Our first tip is always to provide fresh water. Cats often prefer fresh or running water, which is why you often see them trying to drink straight from the faucet. Many cat bowls today come with a fountain option.
Second, incorporate wet food into your cat’s diet. Wet food holds more moisture than dry and easily adds water to a cat’s intake.

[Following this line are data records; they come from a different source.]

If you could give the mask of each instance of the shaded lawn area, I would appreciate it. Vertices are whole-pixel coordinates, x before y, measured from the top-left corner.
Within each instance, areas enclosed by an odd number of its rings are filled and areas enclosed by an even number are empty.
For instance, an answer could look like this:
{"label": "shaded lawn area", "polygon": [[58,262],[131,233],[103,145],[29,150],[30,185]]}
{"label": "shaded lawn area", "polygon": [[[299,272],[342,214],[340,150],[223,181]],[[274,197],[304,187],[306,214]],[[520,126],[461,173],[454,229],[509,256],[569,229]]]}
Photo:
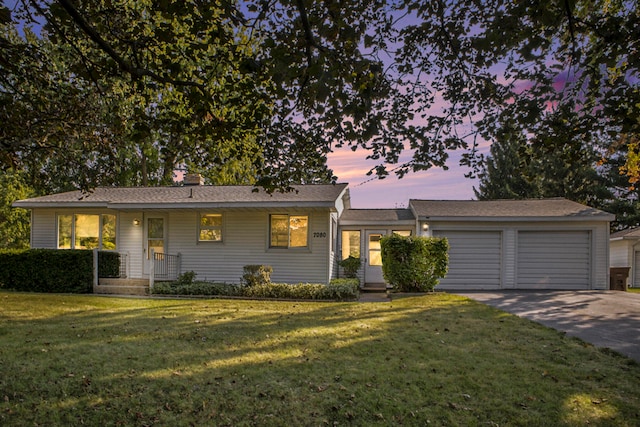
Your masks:
{"label": "shaded lawn area", "polygon": [[0,425],[640,424],[640,366],[448,294],[0,292]]}

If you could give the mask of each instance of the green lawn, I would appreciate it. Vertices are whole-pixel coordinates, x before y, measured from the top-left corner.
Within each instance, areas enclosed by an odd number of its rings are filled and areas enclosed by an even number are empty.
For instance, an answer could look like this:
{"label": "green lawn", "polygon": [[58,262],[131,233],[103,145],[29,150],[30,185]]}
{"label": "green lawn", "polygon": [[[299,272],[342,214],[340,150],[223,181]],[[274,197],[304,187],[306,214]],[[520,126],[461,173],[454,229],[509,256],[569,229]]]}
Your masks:
{"label": "green lawn", "polygon": [[0,425],[637,426],[640,366],[454,295],[0,292]]}

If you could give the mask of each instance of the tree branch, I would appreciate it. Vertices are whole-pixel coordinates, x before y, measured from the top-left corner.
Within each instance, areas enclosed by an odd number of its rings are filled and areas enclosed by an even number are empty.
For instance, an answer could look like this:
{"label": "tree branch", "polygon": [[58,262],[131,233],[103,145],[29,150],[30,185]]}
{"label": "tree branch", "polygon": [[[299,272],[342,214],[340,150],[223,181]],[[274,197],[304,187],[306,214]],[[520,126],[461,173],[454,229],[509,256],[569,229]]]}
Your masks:
{"label": "tree branch", "polygon": [[146,68],[139,68],[133,66],[133,64],[126,61],[115,49],[105,40],[100,34],[89,24],[84,17],[78,12],[78,10],[71,4],[69,0],[57,0],[57,2],[64,8],[64,10],[69,14],[69,16],[73,19],[73,21],[80,27],[80,29],[87,35],[89,38],[98,45],[98,47],[104,51],[111,59],[113,59],[120,69],[129,75],[134,80],[140,79],[142,77],[150,77],[153,80],[159,83],[170,83],[176,86],[192,86],[197,87],[204,91],[204,85],[196,82],[185,81],[185,80],[175,80],[168,77],[161,76],[157,73],[154,73],[151,70]]}

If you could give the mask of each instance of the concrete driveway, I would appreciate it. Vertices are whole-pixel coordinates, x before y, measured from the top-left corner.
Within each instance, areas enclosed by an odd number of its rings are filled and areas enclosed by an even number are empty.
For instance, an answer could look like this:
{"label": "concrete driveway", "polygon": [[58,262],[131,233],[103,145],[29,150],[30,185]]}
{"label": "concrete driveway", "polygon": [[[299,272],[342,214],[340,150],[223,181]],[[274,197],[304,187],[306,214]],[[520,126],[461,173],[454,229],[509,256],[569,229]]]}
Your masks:
{"label": "concrete driveway", "polygon": [[453,292],[608,347],[640,362],[640,294],[620,291]]}

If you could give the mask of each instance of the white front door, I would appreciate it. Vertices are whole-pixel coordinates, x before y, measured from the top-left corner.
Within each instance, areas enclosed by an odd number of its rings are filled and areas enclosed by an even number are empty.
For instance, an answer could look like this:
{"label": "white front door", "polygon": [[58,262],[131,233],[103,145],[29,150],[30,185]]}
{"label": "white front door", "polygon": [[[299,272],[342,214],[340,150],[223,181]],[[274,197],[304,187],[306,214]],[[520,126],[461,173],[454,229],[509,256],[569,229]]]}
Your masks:
{"label": "white front door", "polygon": [[364,281],[367,284],[385,283],[382,277],[382,248],[380,239],[386,232],[384,230],[367,230],[367,260],[364,270]]}
{"label": "white front door", "polygon": [[151,251],[165,253],[167,246],[166,219],[162,216],[150,216],[144,222],[144,273],[149,274]]}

Third, if your cat has had previous urinary health problems, they will likely benefit from a urinary diet. These formulas contain specific amounts of minerals, protein, and bladder protectants to help maintain a healthy urinary tract. Urinary diets have restricted amounts of minerals, such as magnesium, phosphorus, and calcium which can contribute to urinary crystals and stone formation.
Talk with your veterinarian if you think your cat may benefit from a urinary diet. These prescription bags of food often cost about the same as most high-end cat food brands.
Fourth, avoid stressful environments for your feline friend. Cats are sensitive to environmental stressors, which have been linked to inappropriate elimination and feline UTIs. Eliminating simple stressors and providing an escape when your cat is fearful or anxious can keep her urinary tract healthy.
Lastly, keep your cat’s litter box clean daily and avoid harsh-smelling litters that are heavily scented. These types of cat litter may smell better to us but are often offensive to our feline friends.